Alinha-se assim a próxima vítima. Eu volto ao enredo da bezerra e acordo com outra hostilidade aberta:

"...pois, só que agora TEEEM que pagar a multa!"
"...mas se me informaram nas Finanças que o modelo não precisava de..."
"... pois, só que agora TEEEM que pagar os cento e vinte e cinco euros!"
"...mas repare... Eu não sabia, logo perguntei, a resposta que me deram foi.."
"... pois, só que agora TEEEM que pagar os cento e vinte e cinco euros!"

Enfim, não variou muito destas linha, com o cruel mote "... pois, só que agora TEEEM que pagar os cento e vinte e cinco euros!" repetido em tom estridente, a coçar aquela notinha particularmente irritante e aguda que que causa enxaqueca a qualquer par de ouvidos minimamente... humanos.

A sentenciada desocupa o balcão, penduro-me eu no espaço vazio e desta vez a sorte (a tal que lixou o sistema) finalmente me bafeja a face. Entrego o papelucho outra vez, junto o Cartão de Contribuinte, ouço o "tic tic tic tic" de 10 teclas e de repente um "Aaaaaaaaahhhhhhh. Isto não é nesta repartição!"

Todo o sangue se reúne nas faces (fui eu operada por causa da má circulação e afinal é assim que se puxa o sangue das pernas! Porque é que não pensei nisto antes, caramba. Uma ida semanal a uma repartição de finanças e tinha metade dos derrames), a mostarda está concentrada no nariz. A minha ira foi invocada.

"Como é que não...?!?!?!"

"...porque nesta morada o bairro é..."
"...mas se está escrito no cartão que é este bair..."
"...Pooooois, mas está errado e isto tem que ser alterado..."
"...mas então foi erro de quem emitiu..."
"...Pois, claro, não é sua culpa, nem a minha, mas agora o que..."

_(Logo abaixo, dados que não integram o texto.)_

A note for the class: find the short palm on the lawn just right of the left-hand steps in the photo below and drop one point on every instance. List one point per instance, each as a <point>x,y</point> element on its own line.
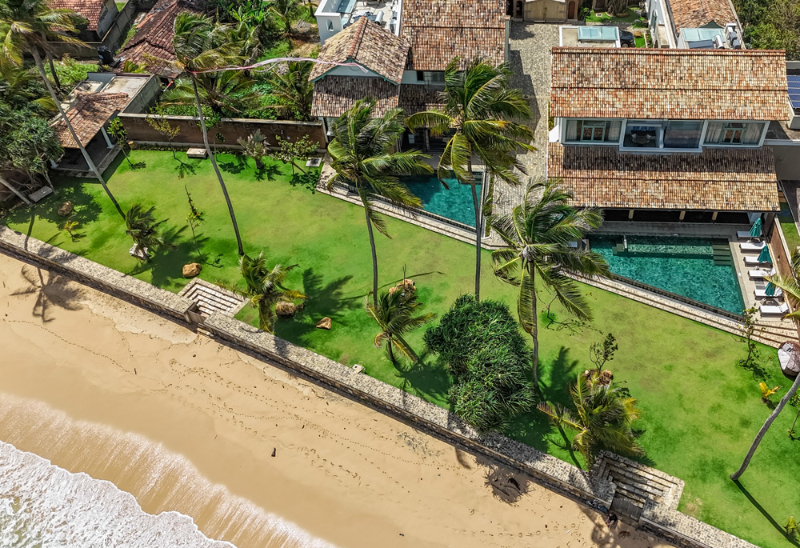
<point>264,288</point>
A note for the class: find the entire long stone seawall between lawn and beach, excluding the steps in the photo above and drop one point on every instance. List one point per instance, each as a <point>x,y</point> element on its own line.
<point>659,519</point>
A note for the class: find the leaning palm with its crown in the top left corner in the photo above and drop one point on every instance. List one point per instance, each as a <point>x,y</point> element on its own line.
<point>29,26</point>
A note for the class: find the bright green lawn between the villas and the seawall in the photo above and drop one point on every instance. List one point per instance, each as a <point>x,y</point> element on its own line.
<point>701,410</point>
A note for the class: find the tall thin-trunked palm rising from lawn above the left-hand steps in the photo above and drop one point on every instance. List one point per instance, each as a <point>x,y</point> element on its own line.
<point>200,45</point>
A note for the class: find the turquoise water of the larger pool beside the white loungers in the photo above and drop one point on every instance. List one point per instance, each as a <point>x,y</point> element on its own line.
<point>697,268</point>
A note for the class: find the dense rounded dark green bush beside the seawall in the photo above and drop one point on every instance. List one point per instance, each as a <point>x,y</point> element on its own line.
<point>482,347</point>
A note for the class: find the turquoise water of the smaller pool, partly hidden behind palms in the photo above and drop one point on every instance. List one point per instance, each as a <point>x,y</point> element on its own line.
<point>454,204</point>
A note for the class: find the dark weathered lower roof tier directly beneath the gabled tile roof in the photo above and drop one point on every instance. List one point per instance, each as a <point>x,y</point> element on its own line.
<point>333,95</point>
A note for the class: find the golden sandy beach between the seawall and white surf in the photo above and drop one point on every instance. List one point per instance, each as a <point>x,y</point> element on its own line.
<point>185,424</point>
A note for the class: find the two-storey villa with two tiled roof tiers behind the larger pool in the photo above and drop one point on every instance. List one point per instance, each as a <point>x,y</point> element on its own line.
<point>667,134</point>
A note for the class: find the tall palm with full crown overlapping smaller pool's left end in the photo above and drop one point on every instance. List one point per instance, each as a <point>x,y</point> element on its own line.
<point>361,157</point>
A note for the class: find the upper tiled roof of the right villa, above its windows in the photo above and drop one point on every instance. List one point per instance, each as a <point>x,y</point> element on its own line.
<point>669,83</point>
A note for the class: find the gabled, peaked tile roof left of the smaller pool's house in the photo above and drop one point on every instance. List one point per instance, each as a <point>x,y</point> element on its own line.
<point>369,45</point>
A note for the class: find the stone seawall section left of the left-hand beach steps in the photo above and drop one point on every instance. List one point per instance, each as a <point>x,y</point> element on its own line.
<point>95,275</point>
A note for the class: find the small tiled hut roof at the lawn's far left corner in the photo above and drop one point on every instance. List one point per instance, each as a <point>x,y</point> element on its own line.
<point>89,113</point>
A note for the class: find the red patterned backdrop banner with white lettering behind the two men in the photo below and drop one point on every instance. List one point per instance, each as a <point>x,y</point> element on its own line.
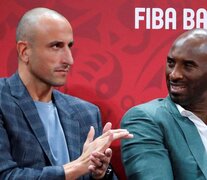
<point>120,49</point>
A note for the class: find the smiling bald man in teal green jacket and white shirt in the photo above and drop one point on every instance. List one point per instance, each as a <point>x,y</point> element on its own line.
<point>170,134</point>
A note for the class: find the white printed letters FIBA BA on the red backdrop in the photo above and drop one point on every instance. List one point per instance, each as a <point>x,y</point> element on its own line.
<point>157,18</point>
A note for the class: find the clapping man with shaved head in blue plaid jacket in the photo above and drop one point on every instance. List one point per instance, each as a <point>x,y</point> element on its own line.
<point>45,134</point>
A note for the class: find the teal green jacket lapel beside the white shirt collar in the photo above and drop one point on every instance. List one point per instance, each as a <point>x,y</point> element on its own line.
<point>191,135</point>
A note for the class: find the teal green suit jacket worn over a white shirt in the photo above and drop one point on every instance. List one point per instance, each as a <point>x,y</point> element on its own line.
<point>165,146</point>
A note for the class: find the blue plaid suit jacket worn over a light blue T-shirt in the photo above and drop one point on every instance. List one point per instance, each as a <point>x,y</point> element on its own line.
<point>24,150</point>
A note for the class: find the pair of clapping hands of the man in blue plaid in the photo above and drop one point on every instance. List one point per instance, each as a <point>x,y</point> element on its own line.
<point>95,153</point>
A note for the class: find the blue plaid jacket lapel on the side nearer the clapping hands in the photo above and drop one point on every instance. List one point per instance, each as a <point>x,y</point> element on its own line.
<point>70,124</point>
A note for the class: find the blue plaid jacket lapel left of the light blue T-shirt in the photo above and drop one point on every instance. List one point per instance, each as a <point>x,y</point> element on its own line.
<point>25,102</point>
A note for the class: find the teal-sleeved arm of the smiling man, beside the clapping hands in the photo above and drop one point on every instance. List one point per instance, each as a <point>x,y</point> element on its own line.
<point>145,156</point>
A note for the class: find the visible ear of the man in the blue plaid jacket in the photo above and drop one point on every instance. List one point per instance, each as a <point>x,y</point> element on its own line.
<point>23,51</point>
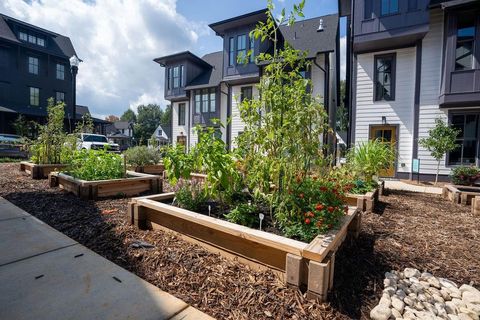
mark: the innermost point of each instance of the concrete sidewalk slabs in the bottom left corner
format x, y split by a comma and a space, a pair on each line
46, 275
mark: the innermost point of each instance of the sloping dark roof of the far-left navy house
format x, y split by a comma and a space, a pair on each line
57, 44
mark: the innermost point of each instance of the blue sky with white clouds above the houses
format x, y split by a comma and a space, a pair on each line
118, 40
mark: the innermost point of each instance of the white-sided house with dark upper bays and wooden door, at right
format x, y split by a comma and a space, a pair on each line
409, 63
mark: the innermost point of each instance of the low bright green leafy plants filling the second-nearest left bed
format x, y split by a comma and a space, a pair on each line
95, 165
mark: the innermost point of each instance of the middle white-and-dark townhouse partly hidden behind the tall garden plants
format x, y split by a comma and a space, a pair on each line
201, 89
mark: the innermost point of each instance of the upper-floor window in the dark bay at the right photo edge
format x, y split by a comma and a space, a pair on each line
465, 43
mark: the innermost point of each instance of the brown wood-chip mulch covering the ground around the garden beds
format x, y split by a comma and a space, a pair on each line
407, 230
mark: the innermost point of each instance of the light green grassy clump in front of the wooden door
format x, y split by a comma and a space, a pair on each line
369, 158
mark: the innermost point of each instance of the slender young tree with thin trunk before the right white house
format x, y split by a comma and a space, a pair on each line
440, 140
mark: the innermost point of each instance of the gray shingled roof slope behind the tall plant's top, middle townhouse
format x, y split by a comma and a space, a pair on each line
303, 35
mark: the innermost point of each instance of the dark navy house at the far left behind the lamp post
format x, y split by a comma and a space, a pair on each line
34, 66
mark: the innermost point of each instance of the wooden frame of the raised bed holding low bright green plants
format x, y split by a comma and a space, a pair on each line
135, 184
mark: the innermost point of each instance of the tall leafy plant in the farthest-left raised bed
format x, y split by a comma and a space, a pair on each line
47, 148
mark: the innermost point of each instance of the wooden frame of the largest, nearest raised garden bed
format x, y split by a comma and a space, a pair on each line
303, 264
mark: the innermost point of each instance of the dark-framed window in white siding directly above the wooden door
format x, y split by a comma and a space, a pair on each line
384, 77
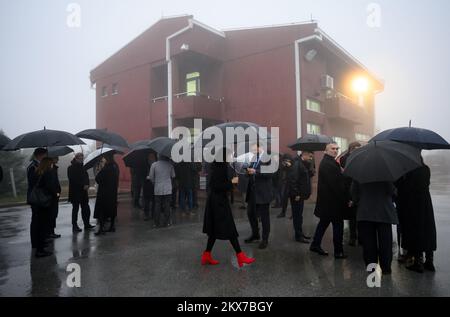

Para encurtar a história, que a memória é muito fresca e dolorosa e parece que sinto azia outra vez, depois de consultarmos o livro com os códigos postais, olharmos para o cartão, conferirmos o B.I., alterarmos no sistema e eu sei lá que mais... Dei por mim finalmente a abandonar o consultório de tributação, deixando para trás perto de uma dezena de carinhas tristonhas e desconsoladas e tentando não me desesperar com o facto de

"...É que faltam aqui os recibos de renda dos meses de...!"

ter que lá voltar amanhã.

Não me interpretem mal. Não me estou a queixar da funcionária. A senhora estava sozinha e aflita (muito triste) e de facto fez o melhor que podia e de facto não tem culpa de ter a voz estridente e de facto lá que tentou, tentou. Ainda assim... Um Valium, por favor.

2 comments:

Anonymous said...

Cara diva, quão "naïf" a menina é (para algumas coisas, claro está! :P )... não sabe que está em Portugal, o país dos burocratas (in)competentes?!!!!

Gio said...

Tetas secas do governo? eu acho as bem gordas e a pingar. Ficámos foi com a boca do ruminante virado para nós e o aparelho mamal numa ilha em off-shore.
Saudações de alguem com consulta marcada e sem vontade nenhuma.